The Arizona data made public Wednesday reflects the policy changes, with the state going from just under 14,000 abortions in 2021 to 11,400 in 2022 and to 12,700 last year. The 2024 figures are not in the state report, which is published by the Ministry of Health.
The report began in 1976 with voluntary participation from licensed providers and became mandatory in 2010. The state collects detailed information, including whether minors have parental consent, as well as the patient’s age, marital status and race and ethnicity. It also reports how many previous abortions and live births the patient has had, how far along in the pregnancy she was, and whether the abortion involved a procedure or pills. But the data does not include the patient’s name, address, date of birth or social security number.

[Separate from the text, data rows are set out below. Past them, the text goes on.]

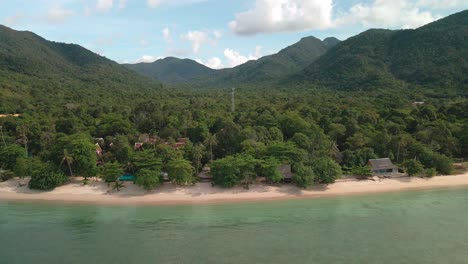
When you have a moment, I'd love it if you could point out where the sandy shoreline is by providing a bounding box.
[0,173,468,205]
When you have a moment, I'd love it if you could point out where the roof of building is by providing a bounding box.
[278,164,293,179]
[369,158,396,170]
[198,171,213,180]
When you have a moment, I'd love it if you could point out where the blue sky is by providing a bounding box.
[0,0,468,68]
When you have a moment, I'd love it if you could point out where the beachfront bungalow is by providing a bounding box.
[368,158,398,175]
[133,142,143,151]
[198,166,213,182]
[175,138,188,149]
[278,164,293,182]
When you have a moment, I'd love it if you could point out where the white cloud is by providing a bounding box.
[180,30,222,54]
[418,0,468,9]
[96,0,114,12]
[224,46,262,67]
[229,0,460,35]
[140,38,150,47]
[196,46,262,69]
[146,0,208,8]
[229,0,333,35]
[147,0,162,8]
[336,0,438,28]
[162,27,172,44]
[84,5,92,16]
[47,7,75,23]
[135,55,162,63]
[119,0,127,9]
[3,14,23,27]
[196,57,224,69]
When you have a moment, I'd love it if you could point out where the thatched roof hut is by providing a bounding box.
[369,158,398,175]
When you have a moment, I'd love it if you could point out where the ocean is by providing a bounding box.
[0,188,468,264]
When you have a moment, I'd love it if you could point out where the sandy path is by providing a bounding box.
[0,173,468,205]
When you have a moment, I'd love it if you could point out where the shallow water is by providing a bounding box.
[0,188,468,264]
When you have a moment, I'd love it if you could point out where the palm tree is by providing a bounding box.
[192,144,205,173]
[205,134,218,161]
[60,149,74,177]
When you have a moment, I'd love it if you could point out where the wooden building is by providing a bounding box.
[278,164,293,182]
[198,166,213,182]
[368,158,398,175]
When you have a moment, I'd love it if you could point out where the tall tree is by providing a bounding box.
[60,149,74,177]
[204,134,218,161]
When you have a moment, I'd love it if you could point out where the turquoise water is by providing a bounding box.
[0,188,468,264]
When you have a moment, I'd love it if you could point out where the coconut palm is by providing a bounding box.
[192,144,205,173]
[205,134,218,161]
[60,149,75,177]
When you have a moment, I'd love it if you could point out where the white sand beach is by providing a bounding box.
[0,173,468,205]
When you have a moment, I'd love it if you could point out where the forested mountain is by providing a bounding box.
[207,37,339,84]
[124,57,215,84]
[0,12,468,192]
[296,11,468,89]
[0,26,161,113]
[126,37,340,87]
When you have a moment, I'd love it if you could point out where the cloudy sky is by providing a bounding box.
[0,0,468,68]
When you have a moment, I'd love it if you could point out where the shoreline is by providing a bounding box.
[0,173,468,206]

For years, four states with generally comprehensive abortion rights laws have skipped participating in the federal government’s collection of state data. California and Maryland do not collect the data. New Hampshire and New Jersey are making it voluntary for hospitals and other providers to provide them.
Rachel Rebouche, dean of Temple University Beasley School of Law and an abortion law scholar, said states do not need to know personal information such as the name and address of people having an abortion. And while it’s helpful to report basic information about abortion, she said, there are risks for abortion rights advocates, especially in reports from states with bans, where the data mainly shows how often abortions are performed through exemptions.
“The tension we are in is patient privacy,” she said, “but also the looming accusation that exceptions are being abused.”